BERITABETA.COM, Ambon – Sebanyak 130 orang lebih karyawan PT. Wahana Lestari Investama (WLI) yang menjadi korban PHK, mendatangi Gedung DPRD Maluku pukul 16.00 WIT, Senin (8/7/2019). Mereka memboyong anak istri dan menginap di Kantor DPRD Maluku.

Aksi ratusan karyawan PT. WLI ini,  dimulai dengan melakukan ‘long march’ dari Taman Makam Diponegoro, Desa Batu Merah, Kecamatan Sirimau, Kota Ambon, pada pukul 15.25 dan tiba di Gedung DPRD Maluku kawasan Karang Panjang Ambon, sekitar pukul 16.00 WIT.

Tiba di gedung wakil rakyat, mereka langsung masuk ke ruang lobi dan mengkapling sejumlah ruang untuk menginap di sana. Aksi ini dilakukan sebagai bentuk protes terhadap Perusahaan PT WLI  yang mem-PHK mereka secara tidak adil.  130 karyawan ini mengancam, akan tetap berada di Gedung DPRD Maluku selama belum ada jawaban atas tuntutan yang disampaikan.

 “Selama tak ada respon dari pemerintah, gedung ini akan terus  kami duduki. Wakil rakyat harus peka terhadap nasib rakyat,” tegas Rosmila, salah satu istri dari karyawan yang di- PHK kepada wartawan, Senin (8/7).

Karyawan WLI duduk di depan Kantor DPRD Maluku sesaat tiba di gedung wakil rakyat Maluku itu

Abdul Apif Letahiit karyawan lain mendesak, DPRD Maluku segera mengambil langkah dengan cara memanggil pihak perusahaan untuk dimintai pertanggungjawaban. Pasalnya, sudah beberapa kali mereka meminta suaka ke pihak terkait namun tidak ada satu pun kepastian yang diperoleh.

“Kami sudah melaporkan persoalan ini ke Dinas Nakertrans Provinsi Maluku, pemerintah dan beberapa instansi terkait. Bahkan sudah bertemu dengan mereka, namun pihak perusahaan tidak hadir untuk memberi penjelasan,” katanya.
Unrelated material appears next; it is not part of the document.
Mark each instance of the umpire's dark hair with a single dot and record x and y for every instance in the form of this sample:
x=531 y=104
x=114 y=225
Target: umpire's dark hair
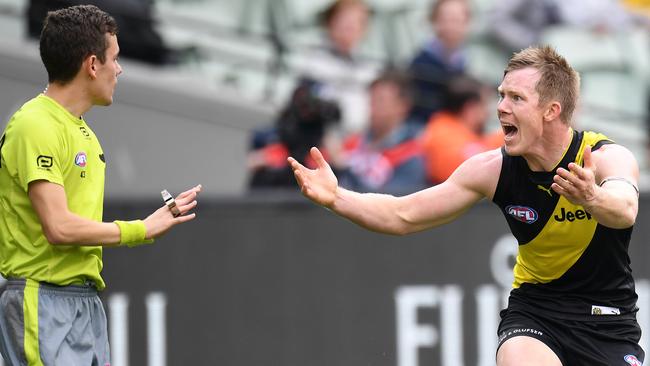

Sebelumnya, pada 4 Juli kemarin para karyawan ini sempat menggelar aksi unjuk rasa di depan Kantor Gubernur Maluku. Aksi tersebut dilakukan setelah pesangon dan gaji mereka selama dua bulan tidak dibayar pihak perusahan.

Apif mengaku, mereka dipaksa menandatangani perjanjian penerimaan pesangon dan gaji di atas meterai 6.000. Ironisnya, perjanjian tersebut dilakukan secara sepihak tanpa melibatkan karyawan, sehingga mereka menolaknya.

Pada sisi lain, perjanjian tersebut dinilai bertabrakan dengan undang-undang tenaga kerja. “Kami tidak tahu pasti soal undang-undang, namun kami menilai sangat bertolak belakang,” katanya.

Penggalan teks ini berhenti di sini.